L6. Pathology and Consequences of Airway Obstruction Flashcards Preview

03. Respiratory > L6. Pathology and Consequences of Airway Obstruction > Flashcards

Flashcards in L6. Pathology and Consequences of Airway Obstruction Deck (18)
Loading flashcards...

What are the major consequences of airflow obstruction? [6]

1. Increased sensation of breathlessness
2. Increased respiratory muscle effort
3. Active exhalation
4. Longer time to inspire
5. Longer time to expire
6. Reduced maximum ventilation


What is breathlessness due to?

It is due to increase in either the LOAD or the DRIVE for breathing. If it is an appropriate change (exercise or stress) then it is a sensation . It if is inappropriate then it is a symptom.


What is the difference between a load and a drive?

The Load a function of the lung that increases load: stiffness, narrowed airways, chest wall problems or diaphragm dysfunction.
The Drive is the control of breathing: Higher limbic centres, mechanoreceptor, chemoreceptor, baroreceptor, irritant receptors causing an increased drive to breath.


What is the normal work of inspiration?

Inspiration is normally a very efficient process due to small amounts of friction and compliance of the lungs. So the work of breathing only uses up ~3% of total oxygen usage.


What happens to the work of breathing if airway obstruction?

The work of breathing substantially increases as the inspiratory muscles need to generate higher pressures to overcome the obstruction.
1. obstruction generates friction (increased resistive work)
2. expiration is made active because air cannot pass out
3. ventilation is severely impacted


What are the consequences of increasing the work of breathing?

1. Recruitment of accessory muscles of breathing (scalene and sternomastoid muscles)
2. Increasing oxygen consumption of breathing
3. Increased risk of respiratory muscle fatigue: to the point where ventilation is insufficient for metabolic needs disturbing blood haemostasis.


How is ventilation failure defined?

PaO2 < 60 mmHg
paCO2 > 50 mmHg


How is prolonged inspiration and expiration measured?

Spirometry measures the forced expiratory volume (FEV) over time.


What are the normal spirometry readings for spirometry? Describe the curve. How is this different in obstruction?

There is a rapid increase in the volume to maximal after 2-3 seconds and the FEV1 (the volume exhaled in 1 second) is 70% of the FVC. And the ratio is >70%.

In obstruction the curve has a smaller slope such that the FEV1 is markedly reduced. The FVC is kept generally the same but it takes longer to reach it.

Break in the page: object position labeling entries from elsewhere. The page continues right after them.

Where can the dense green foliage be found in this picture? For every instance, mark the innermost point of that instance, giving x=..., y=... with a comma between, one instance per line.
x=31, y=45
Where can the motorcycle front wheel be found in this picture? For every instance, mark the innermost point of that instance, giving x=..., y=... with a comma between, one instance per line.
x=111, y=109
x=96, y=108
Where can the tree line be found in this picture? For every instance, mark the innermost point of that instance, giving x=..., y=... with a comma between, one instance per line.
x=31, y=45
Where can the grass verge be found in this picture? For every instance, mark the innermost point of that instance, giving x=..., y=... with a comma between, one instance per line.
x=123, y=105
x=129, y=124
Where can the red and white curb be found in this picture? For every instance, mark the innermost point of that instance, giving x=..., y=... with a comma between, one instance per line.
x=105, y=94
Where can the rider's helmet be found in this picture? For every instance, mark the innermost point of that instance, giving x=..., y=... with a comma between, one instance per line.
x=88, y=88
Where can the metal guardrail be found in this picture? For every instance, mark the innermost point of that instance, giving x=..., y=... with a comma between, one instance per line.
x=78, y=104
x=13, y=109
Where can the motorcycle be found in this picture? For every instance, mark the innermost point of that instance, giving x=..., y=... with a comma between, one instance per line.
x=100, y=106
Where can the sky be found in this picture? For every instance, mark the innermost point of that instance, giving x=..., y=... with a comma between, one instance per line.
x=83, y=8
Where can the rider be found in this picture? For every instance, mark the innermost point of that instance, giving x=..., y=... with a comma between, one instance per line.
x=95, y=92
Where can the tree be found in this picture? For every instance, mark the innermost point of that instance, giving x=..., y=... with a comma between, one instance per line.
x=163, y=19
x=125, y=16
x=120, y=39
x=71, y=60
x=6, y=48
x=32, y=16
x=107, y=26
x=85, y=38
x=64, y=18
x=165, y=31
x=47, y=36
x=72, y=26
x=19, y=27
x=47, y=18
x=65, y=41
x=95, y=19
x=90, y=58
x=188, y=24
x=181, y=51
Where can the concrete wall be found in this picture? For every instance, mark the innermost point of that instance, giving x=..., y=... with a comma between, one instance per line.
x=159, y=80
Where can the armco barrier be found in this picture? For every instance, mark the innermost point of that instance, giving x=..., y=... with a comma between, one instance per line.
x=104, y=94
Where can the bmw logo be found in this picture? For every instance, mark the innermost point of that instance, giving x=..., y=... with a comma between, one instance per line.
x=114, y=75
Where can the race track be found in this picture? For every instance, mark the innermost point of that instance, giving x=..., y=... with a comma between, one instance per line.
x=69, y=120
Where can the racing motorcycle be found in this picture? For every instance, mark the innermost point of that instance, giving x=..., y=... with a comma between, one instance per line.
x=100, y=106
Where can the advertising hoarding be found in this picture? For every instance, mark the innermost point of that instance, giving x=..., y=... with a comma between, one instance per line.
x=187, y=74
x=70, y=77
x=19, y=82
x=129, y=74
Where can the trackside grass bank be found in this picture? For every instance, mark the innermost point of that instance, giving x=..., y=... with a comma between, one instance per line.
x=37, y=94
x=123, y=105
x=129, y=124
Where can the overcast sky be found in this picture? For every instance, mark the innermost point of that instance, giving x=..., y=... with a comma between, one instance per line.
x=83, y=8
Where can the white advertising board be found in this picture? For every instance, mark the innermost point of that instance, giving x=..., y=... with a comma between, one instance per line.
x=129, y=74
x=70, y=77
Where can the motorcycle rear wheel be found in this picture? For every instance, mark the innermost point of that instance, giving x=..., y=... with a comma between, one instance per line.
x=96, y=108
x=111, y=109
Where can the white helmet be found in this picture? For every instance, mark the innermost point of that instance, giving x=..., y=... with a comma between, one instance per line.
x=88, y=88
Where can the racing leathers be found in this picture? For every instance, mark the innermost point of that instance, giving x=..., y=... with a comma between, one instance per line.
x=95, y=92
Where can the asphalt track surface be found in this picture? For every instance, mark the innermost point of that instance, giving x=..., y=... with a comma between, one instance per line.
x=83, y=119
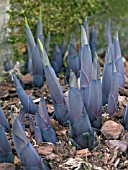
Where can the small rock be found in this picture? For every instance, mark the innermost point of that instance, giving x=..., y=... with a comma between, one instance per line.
x=72, y=152
x=44, y=150
x=7, y=166
x=111, y=129
x=83, y=152
x=125, y=137
x=16, y=161
x=51, y=157
x=121, y=145
x=28, y=78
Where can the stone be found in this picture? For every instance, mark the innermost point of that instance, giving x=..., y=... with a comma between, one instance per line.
x=83, y=152
x=111, y=129
x=7, y=166
x=121, y=145
x=45, y=150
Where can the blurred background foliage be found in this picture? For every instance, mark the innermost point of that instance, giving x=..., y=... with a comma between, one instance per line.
x=62, y=18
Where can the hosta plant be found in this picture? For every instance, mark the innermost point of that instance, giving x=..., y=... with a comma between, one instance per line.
x=113, y=95
x=58, y=98
x=73, y=58
x=43, y=122
x=27, y=103
x=57, y=60
x=94, y=107
x=81, y=132
x=125, y=118
x=118, y=59
x=107, y=76
x=86, y=67
x=6, y=154
x=3, y=121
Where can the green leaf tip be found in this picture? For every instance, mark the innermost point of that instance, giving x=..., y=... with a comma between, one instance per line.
x=41, y=46
x=40, y=14
x=12, y=117
x=26, y=21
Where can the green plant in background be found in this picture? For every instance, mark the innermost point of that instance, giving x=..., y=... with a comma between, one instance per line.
x=60, y=18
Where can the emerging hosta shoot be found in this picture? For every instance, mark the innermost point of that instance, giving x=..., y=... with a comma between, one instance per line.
x=6, y=154
x=81, y=132
x=95, y=96
x=107, y=77
x=108, y=33
x=86, y=67
x=29, y=36
x=62, y=48
x=57, y=60
x=7, y=66
x=42, y=120
x=86, y=28
x=113, y=95
x=125, y=118
x=93, y=42
x=73, y=82
x=118, y=59
x=37, y=67
x=3, y=121
x=29, y=158
x=38, y=135
x=26, y=101
x=56, y=92
x=73, y=59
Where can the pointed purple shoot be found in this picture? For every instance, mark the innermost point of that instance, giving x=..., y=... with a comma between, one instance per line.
x=26, y=101
x=80, y=125
x=75, y=104
x=7, y=66
x=29, y=36
x=73, y=82
x=118, y=59
x=39, y=28
x=31, y=123
x=22, y=118
x=95, y=98
x=37, y=67
x=57, y=60
x=93, y=42
x=30, y=67
x=95, y=95
x=86, y=27
x=42, y=117
x=107, y=77
x=84, y=39
x=3, y=121
x=86, y=66
x=27, y=154
x=62, y=48
x=5, y=150
x=113, y=95
x=108, y=33
x=56, y=92
x=43, y=122
x=85, y=73
x=125, y=118
x=38, y=135
x=73, y=59
x=48, y=42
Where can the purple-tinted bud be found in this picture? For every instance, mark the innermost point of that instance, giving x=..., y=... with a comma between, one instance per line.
x=3, y=121
x=26, y=101
x=38, y=135
x=5, y=150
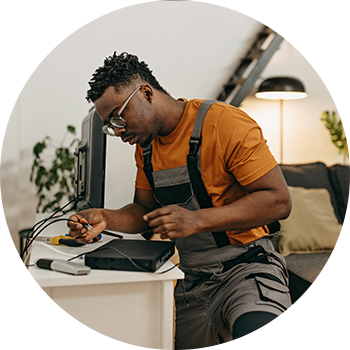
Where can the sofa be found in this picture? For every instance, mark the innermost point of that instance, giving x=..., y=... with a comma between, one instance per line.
x=315, y=241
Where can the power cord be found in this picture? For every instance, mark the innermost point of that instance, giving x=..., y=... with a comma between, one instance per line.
x=6, y=243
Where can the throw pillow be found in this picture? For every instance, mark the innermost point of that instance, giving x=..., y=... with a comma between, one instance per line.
x=312, y=175
x=340, y=176
x=312, y=225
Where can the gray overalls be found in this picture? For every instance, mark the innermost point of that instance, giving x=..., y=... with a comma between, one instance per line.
x=222, y=280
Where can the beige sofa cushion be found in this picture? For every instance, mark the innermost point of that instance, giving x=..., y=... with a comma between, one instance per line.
x=312, y=225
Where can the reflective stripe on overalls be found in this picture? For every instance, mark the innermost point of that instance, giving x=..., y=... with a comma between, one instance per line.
x=184, y=186
x=217, y=288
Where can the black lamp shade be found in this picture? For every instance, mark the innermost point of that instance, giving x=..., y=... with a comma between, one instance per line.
x=285, y=88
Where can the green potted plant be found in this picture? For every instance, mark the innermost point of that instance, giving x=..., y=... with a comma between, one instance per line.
x=53, y=171
x=340, y=135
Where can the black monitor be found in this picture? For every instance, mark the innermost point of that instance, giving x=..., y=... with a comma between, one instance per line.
x=90, y=163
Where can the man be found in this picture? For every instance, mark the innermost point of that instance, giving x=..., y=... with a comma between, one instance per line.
x=207, y=180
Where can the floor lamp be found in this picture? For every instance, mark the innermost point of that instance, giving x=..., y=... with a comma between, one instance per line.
x=281, y=88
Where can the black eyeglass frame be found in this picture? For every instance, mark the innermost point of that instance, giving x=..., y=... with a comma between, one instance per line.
x=117, y=121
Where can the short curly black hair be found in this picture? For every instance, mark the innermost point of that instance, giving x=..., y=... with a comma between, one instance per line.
x=120, y=71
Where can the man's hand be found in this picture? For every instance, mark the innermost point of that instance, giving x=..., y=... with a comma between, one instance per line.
x=94, y=217
x=172, y=221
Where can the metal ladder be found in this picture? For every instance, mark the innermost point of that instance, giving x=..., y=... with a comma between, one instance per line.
x=251, y=66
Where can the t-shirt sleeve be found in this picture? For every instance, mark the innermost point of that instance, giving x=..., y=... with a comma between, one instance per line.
x=243, y=147
x=141, y=179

What are the flow-volume loops, and what do they measure?

Measure both the peak expiratory flow rate and the peak inspiration. Normally the expiratory flow is triangular and the inspiration is the semicircular.


What happens to the flow-volume loop in airway obstruction

There is plateauing of the expiratory curve with a decrease in the flow. The inspiration is generally preserved.


What is ventilatory failure?

When the requirements of oxygen demand and/or carbon dioxide clearance is larger that that the ventilation capacity of the lungs is able to keep up with


What is meant by ventilation/perfusion (V/Q) matching

Ventilation is the amount of air flowing in and out of the alveoli and perfusion is about of blood flowing through the pulmonary capillaries. Thus the amount of oxygen matches the Hb coming through the capillaries.
Both ventilation and perfusion are homologous and equalled out.


What happens to the V/Q matching in airways obstruction?

Perfusion is not affected in airways obstruction. Some areas (depending on the site of obstruction) have poor ventilation and so there are patchy areas of low V/Q.
SHUNTS are formed: where deoxygenated blood enter the alveoli without receiving any oxygenation. Despite the patchiness of this, deoxygenated blood and oxygenated blood mix at the pulmonary veins decreasing the overall O2 content.


What is the Alveolar-arterial (A-a) gradient? What is the normal range?

It is a measure of the overall efficiency of gas exchange across ALL the units.
Aa gradient = PAO2 -PaO2
Normal range is A-a < 15-30 mmHg
Any deviations from this normal range suggests abnormal gas exchange


Alveolar O2 concentration is difficult to measure. How do we estimate it?

PAO2 = (PiO2 - PaO2)/0.8


What is the pathogenesis of asthma in causing respiratory problems?

Chronic airway inflammation, increased mucous production and bronchospams which lead to a decrease in the airways diameter (obstruction). This is an uneven process causing patchy areas of V/Q mismatching but generally preserves the diffusing capacity of the alveoli.


What is the pathogenesis of COPD in causing respiratory problems?

Also called emphysema - a smoking related disease. Inflammation of the bronchial mucosa that leads to a loss in elastic support of small airways and subsequent distribution of the alveolar - capillary membrane. This is both airway obstruction (collapse of airways due to tissue loss), impaired gas exchange and reduced capillary bed integrity.